Making loans to Florida is only a bad bet if LC has set the interest rate too low.
From the discussion in this thread it appears that, early on, the LC model did not weight # inquires heavily enough and lenders were under compensated. Over time it appears LC recognized this and updated their model. I wondered if the same had happened for the state of Florida parameter.

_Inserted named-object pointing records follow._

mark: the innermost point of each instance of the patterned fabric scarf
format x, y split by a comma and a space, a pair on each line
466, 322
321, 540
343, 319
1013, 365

Using Interest Radar I found the following (only 36 month term loans included):

                   All Grade  Loans                                A,B Only Loans
Year   # Loans    Int Rate    FL Int Rate        # Loans    Int Rate    FL Int Rate
2009    4716        12.2%        12.2%             2543         10.3%       10.2%
2010    8466        11.1%        11.1%             5217           9.0%         9.0%
2011  14101        10.6%        10.5%            10301           8.9%         8.9%
2012  43470        12.6%        12.6%            27558         10.4%       10.4%
2013  97776        13.4%        13.6%            55971         10.6%       10.7%

Each year FL loans were between 6.7% and 7.3% of total originations.

It seems pretty clear that, unlike # inquires, LC has not learned from history and has not increased interest rates for Florida borrowers. Simon is right. By all appearances filtering by state works and Florida likely remains a bad bet.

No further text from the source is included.